Marketers Must Focus On Social Media Diversification
What is the parallel between a successful financial portfolio and a successful social media strategy? Diversification. In both cases it is imperative that all eggs are not put into one basket. When it comes to finances, advisors will often encourage their clients to place their money in a wide variety of investment vehicles, from stocks and mutual funds to bonds and annuities. The idea is that if one part of the portfolio is negatively impacted, the rest will keep it afloat (or at least be impacted less so).

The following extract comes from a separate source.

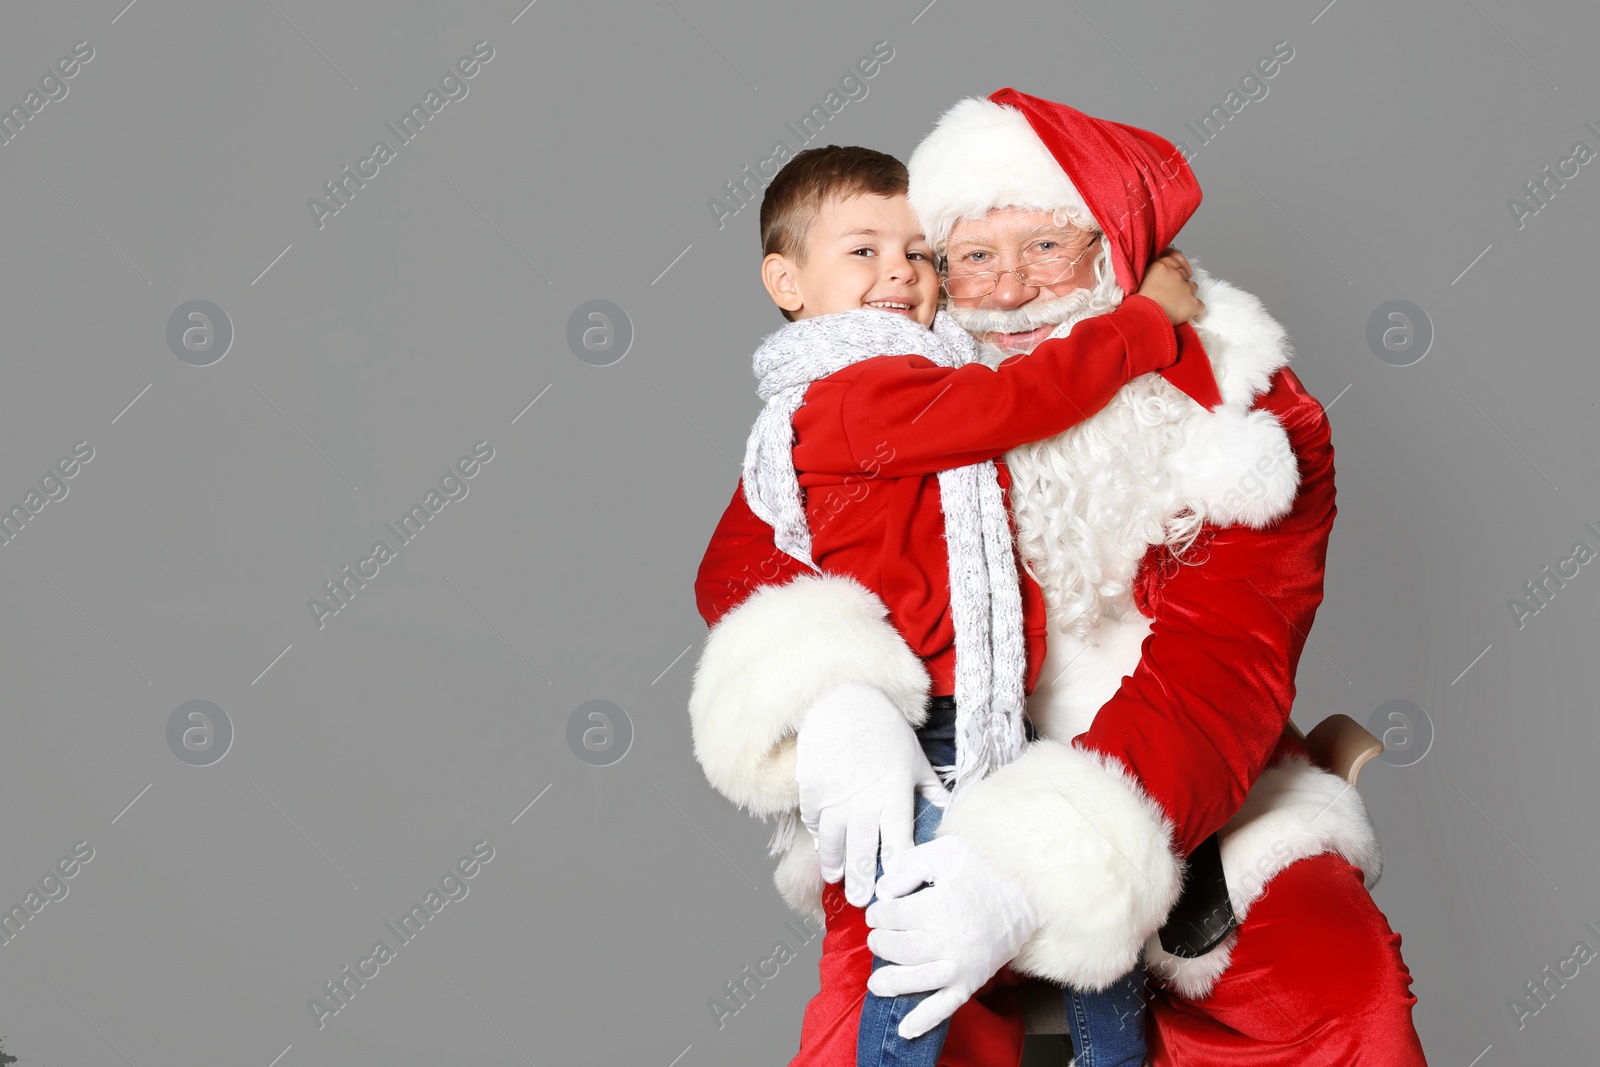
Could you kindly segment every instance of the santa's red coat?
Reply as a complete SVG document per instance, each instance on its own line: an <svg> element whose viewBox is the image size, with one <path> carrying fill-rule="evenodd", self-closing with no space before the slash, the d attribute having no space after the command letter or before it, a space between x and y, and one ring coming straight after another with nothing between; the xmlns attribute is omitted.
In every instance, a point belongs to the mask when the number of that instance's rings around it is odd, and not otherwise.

Social strategy should be perceived the same way for several reasons. However, what stands out the most is the unpredictability of the channel. Social networks are constantly changing the methods in which they handle advertising. The most glaring example is the recent revelation that Facebook is reportedly limiting organic reach for brand pages. While the true value of Facebook pages has always been questioned, there is no denying that a limit on organic reach could severely disrupt a brand’s strategy for engaging followers and loyalists. With organic reach limited to one to two percent of followers, most speculate that from the beginning, the move has been an attempt to encourage more ad spending. However, the blow certainly lessens for brands with lighter wallets if they have an array of social tactics.
The risk of changing advertising policies isn’t the only reason to diversify your social media strategy – just ask the folks on Wall Street. Twitter’s stock price, which hit a high of $74.73 back in January, has now plummeted by $40 due to the overwhelming concern about a slowing user rate. Twitter has stated that they don’t see a declining user rate as a big deal; they believe the platform better serves as a content aggregator rather than a social network. Still, it speaks to the fact that what is popular now might not be popular tomorrow, especially if a large portion of your targeted audience is of the Millennial generation. This isn’t to say that Twitter is doomed – far from it. But, no matter what the company says publically, it is worth it for your brand to, once again, have alternatives to spread your message.
Of course, any campaign executed by your brand should involve multiple channels. Integration is a key to engaging consumers and creating advocates. However, social media’s volatility means special attention has to be paid to how your brand’s marketing dollars are spread out.
Pinterest recently announced that it is “testing” paid posts in what has been the latest example of a social media giant succumbing to the call of ad dollars. After four years of operating without considering advertising as a paid service, brands that use the platform are likely to see some changes in the coming months. Whether they will be positive or negative remains to be seen, but it reiterates the fact that social media will continue to change, meaning that brands must find partners that are willing to embrace a multiplatform, and multichannel, approach.